Subagents can adopt the parent ArtifactManager; in that case parent and subagent tree share one artifact directory and numeric artifact ID space.

ID and name allocation schemes

Blob IDs: content hash

BlobStore.put() / putSync() computes SHA-256 over the bytes it is given and returns:

  • hash: hex digest,
  • path: <blobsDir>/<hash>,
  • ref: blob:sha256:<hash>.

No session-local counter is used.

Artifact IDs: session-local monotonic integer

ArtifactManager scans existing *.log artifact files on first directory-backed allocation to find max existing numeric ID and sets nextId = max + 1.

Allocation behavior:

  • file format: {id}.{toolType}.log
  • IDs are sequential strings ("0", "1", ...)
  • resume does not overwrite existing artifacts because scan happens before allocation
  • the directory is created lazily on first save/allocation

If the artifact directory is missing, scanning yields an empty list and allocation starts from 0.

Non-persistent sessions without an adopted manager can store saveArtifact(...) content in memory under numeric IDs, but artifact:// resolution is file-backed through registered artifact directories.

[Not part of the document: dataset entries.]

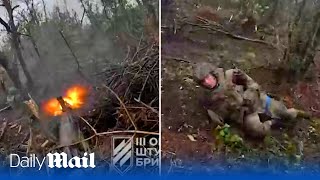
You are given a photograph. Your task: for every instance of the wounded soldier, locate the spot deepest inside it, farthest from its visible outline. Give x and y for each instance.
(238, 98)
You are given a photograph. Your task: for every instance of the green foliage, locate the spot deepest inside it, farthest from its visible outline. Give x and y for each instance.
(117, 16)
(225, 138)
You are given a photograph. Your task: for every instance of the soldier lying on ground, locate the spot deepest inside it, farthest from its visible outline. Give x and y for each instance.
(237, 97)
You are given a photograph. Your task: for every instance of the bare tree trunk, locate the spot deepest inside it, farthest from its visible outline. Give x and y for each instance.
(15, 42)
(12, 71)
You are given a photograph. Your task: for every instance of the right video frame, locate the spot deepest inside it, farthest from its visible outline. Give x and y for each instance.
(240, 86)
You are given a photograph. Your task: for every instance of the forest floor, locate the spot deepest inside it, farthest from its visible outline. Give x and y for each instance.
(188, 141)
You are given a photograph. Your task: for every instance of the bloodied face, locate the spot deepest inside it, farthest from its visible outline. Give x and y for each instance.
(210, 81)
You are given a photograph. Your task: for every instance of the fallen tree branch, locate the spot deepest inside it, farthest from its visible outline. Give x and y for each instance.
(234, 36)
(5, 108)
(107, 133)
(123, 105)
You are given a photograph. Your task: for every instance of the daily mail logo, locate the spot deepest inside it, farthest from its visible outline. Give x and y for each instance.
(122, 153)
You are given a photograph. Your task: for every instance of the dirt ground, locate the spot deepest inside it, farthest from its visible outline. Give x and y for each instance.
(182, 112)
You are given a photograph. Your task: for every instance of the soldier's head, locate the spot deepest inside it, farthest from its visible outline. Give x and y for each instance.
(206, 76)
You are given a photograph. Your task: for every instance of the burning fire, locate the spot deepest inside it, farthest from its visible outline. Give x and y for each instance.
(75, 97)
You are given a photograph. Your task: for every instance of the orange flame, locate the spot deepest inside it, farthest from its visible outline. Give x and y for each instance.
(75, 98)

Agent output IDs (agent://)

AgentOutputManager allocates IDs for subagent outputs as <index>-<requestedId> (optionally nested under parent prefix, e.g. 0-Parent.1-Child). It scans existing .md files on initialization to continue from the next index on resume.

Persistence dataflow

1) Session entry persistence rewrite path

Before session entries are written (#rewriteFile / incremental persist), SessionManager calls prepareEntryForPersistence() / prepareEntryForPersistenceSync() through the truncation pipeline.

Key behaviors:

  1. Large string truncation: oversized strings are cut and suffixed with "[Session persistence truncated large content]"; signature fields (thinkingSignature, thoughtSignature, textSignature) are cleared instead of truncated.
  2. Transient field stripping: partialJson and jsonlEvents are removed from persisted entries.
  3. Image externalization to blobs:
    • image blocks in content arrays are externalized when data is not already a blob ref and base64 length is at least threshold (BLOB_EXTERNALIZE_THRESHOLD = 1024),
    • provider-style image_url data URLs are externalized when they start with data:image/ and contain ;base64,,
    • image block data is stored as decoded binary bytes,
    • provider data URLs are stored as the original UTF-8 data URL string,
    • persisted values are replaced with blob:sha256:<hash>.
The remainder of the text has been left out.